Abstract

INFLAMMATORY MARKERS IN ACUTE ISCHAEMIC STROKE IN RELATION TO CLINICAL SEVERITY AND EARLY OUTCOME

Author(s): S. Gopi, S. M. Sharif

BACKGROUND Biochemical markers of inflammation could be useful to predict severity of stroke in acute phase. Stroke is the third cause of mortality and the first cause of disability. Recent literature have demonstrated that inflammation contributes to all phases of atherosclerosis. The results of researchers suggest that atherosclerosis is an inflammatory disease. The aim of the study is to assess the- 1. Level of peripheral inflammatory markers in acute ischaemic stroke and their relation to severity of acute stroke. 2. Value of inflammatory markers in predicting the short-term outcome and disability at the end of six months. MATERIALS AND METHODS This is a prospective case control study for 6 months done from September 2014 to August 2016 in 100 patients of acute ischaemic stroke within first 5 days of symptom onset in comparison >18 years of age with 50 age and sex matched controls. Blood samples for all cases and controls were sent for erythrocyte sedimentation rate, Neutrophil-to-Lymphocyte Ratio (NLR), hs-C-reactive protein, mean platelet volume, serum ferritin, serum albumin and S. gamma-glutamyl transferase at admission.
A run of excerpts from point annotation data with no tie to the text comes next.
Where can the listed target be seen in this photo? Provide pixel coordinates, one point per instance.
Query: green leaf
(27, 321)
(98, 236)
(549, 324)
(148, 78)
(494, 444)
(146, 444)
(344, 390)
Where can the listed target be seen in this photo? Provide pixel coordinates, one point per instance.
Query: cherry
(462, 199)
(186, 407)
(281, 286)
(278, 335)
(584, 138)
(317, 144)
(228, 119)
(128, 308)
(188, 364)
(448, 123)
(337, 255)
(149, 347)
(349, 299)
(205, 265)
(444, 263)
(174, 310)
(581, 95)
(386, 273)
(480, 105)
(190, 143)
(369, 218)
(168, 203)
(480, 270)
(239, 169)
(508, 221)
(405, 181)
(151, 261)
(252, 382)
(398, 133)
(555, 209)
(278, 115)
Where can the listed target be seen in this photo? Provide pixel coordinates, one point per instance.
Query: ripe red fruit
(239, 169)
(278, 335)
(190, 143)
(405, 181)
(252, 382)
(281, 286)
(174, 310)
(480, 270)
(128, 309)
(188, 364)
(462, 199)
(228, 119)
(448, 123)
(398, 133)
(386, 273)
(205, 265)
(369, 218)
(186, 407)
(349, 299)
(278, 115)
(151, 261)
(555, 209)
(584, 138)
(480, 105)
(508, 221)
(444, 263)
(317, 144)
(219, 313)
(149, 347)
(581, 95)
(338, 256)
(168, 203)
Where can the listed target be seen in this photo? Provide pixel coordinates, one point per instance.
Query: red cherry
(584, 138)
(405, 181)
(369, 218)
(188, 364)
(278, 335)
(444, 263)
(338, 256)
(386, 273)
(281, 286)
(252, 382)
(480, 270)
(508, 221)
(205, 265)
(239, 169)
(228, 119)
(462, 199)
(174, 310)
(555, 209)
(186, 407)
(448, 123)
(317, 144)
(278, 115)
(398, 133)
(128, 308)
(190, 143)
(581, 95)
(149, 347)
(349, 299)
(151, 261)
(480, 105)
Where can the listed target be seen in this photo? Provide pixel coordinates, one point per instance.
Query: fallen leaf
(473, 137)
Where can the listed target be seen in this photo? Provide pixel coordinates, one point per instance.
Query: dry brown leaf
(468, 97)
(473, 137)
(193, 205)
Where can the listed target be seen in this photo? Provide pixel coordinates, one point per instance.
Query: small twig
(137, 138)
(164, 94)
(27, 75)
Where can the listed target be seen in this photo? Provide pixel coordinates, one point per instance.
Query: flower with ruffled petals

RESULTS The mean values of ESR, NLR, hs-CRP in all the cases are higher when compared to the controls and are statistically significant, whereas the mean values of MPV, S. ferritin, S. albumin and GGT in cases are lower when compared to controls, but are within normal range and difference is statistically significant except ferritin. ESR, hs-CRP has significant correlation with severity of acute ischaemic stroke. The mean values of these markers increased with increase in severity. Serum albumin has significant correlation with severity of acute ischaemic stroke with mean values of these markers decreasing with increase in severity of stroke. There is no significant correlation of the inflammatory markers in present study with the short-term outcome. CONCLUSION Inflammation plays an important role in the pathogenesis of non-cardioembolic ischaemic stroke. Management of acute ischaemic stroke in relation to inflammatory markers need to be well elucidated by further long-term study.